The Public Health Alliance, a radical pressure group that defends and promotes public health, has denounced the joint government and business scheme as a naive attempt to privatise health promotion.

The initiative, organised by the advertising agency Saatchi & Saatchi and the Department of Health, will rely on companies providing the majority of funding for advertising campaigns. The Department of Health will provide pounds 1 for every pounds 2 that companies spend on promoting accepted health campaigns, and in return it is expected that companies will be able to use the department's logo in their advertising.

Marjorie Thompson, director of Cause Connection, Saatchi & Saatchi's healthcare unit, said the use of logos would not be similar to a royal warrant - the royal crest seen on various products. Nor would it mean the Government endorsing any product or company over another.

However, the chairman of the Public Health Alliance, Dr David Player, said: "The Government is either stupid or naive. This isn't the way businesses work. Why is Saatchi & Saatchi doing this - for the good of the people? It's a form of getting endorsement for their products and it's worth millions. These guys are in it for the money.

"It is the privatisation of health promotion. It's the same as the private funding initiative for hospitals - it's a huge privatisation of what was previously public."

A Department of Health spokesman said that discussions about the proposed scheme were still under way, and that no final decisions had been taken on how to proceed. He added: "There is no reason to believe that if we were to give our backing to it that there would be any exclusivity given to any one product."

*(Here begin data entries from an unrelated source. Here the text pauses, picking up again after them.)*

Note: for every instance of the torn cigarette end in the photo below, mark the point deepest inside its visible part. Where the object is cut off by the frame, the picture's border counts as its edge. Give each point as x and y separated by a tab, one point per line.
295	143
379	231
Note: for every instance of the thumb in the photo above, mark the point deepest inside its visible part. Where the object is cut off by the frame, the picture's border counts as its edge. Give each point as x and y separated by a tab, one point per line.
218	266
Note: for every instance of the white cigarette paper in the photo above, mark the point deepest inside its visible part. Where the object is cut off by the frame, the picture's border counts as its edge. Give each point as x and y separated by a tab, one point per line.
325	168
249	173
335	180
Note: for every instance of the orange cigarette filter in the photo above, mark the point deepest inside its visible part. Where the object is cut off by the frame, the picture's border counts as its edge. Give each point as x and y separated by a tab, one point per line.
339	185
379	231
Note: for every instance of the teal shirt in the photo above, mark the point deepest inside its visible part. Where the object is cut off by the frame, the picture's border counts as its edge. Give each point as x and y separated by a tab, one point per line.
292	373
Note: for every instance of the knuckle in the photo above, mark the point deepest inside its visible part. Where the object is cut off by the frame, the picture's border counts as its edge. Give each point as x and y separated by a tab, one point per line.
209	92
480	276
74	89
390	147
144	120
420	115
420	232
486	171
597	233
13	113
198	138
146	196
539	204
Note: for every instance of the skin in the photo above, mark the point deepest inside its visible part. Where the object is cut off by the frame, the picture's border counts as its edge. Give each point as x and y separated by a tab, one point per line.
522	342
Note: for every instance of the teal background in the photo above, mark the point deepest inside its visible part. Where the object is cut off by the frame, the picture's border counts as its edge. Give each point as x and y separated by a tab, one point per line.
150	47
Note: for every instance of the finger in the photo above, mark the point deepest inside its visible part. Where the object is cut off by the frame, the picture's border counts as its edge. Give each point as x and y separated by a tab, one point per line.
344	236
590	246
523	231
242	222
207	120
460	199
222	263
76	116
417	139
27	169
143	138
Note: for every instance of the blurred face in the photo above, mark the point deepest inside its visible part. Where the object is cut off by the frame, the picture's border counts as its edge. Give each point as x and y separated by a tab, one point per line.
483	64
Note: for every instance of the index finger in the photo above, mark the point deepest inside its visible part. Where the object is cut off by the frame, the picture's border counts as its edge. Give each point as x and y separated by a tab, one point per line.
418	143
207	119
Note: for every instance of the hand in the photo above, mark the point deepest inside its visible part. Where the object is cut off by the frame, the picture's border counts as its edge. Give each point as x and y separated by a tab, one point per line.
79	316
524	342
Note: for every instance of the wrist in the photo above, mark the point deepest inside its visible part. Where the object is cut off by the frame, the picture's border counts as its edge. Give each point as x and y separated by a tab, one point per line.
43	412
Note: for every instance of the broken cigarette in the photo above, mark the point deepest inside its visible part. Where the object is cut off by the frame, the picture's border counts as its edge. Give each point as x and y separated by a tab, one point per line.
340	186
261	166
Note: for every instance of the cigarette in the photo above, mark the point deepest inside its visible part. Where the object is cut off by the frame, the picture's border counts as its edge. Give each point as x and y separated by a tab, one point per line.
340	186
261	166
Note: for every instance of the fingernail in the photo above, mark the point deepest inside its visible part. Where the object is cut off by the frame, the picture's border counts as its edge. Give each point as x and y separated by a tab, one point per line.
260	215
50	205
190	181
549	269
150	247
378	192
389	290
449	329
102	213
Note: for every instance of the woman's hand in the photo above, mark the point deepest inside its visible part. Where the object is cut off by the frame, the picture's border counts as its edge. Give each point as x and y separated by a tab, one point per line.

Gerry Hannon, the director of Swindon Health Promotion Agency, is concerned that companies with a dubious ethical background could get involved with funding health campaigns. He said: "There are some companies that are related to tobacco - cash from that end would seem at odds with public health. There are also foreign policy ethical issues. It's good to get the cash, but if it's coming from a company who use workers in a foreign company and pay them only 3p per hour then you might not want to be taking money from them."

The Government already has a pounds 48m health advertising budget, but Ms Thompson said the aim of the scheme is to provide funding for high-profile campaigns on issues that don't usually get a high level of publicity, such as breast cancer, testicular cancer and heart disease.

"The Department has agreed, in principle, areas where they think a partnership with a company could help in promoting health," she said.

"In the Sixties and Seventies, advertising appealed to the rational, while in the Eighties it was emotional," she said. "Now, in the Nineties, consumers are looking for an ethical product. We're suggesting to companies ... that they can use the cause or link-up to give a new dimension to their brand and, at the same time, help a good cause.We think we can lend our client's brand a 'soul' by providing them with a good cause. Research shows that, given a level playing field, people will tend to go for a brand that has an association with a good cause."

Dr Player is not impressed by this linking of a company with a cause. He said: "These companies want the respectability of the Department of Health, and are willing to pay millions for that. If they can say the Government supports their campaign on whatever, then it gives them the respectability they want and could never have bought before."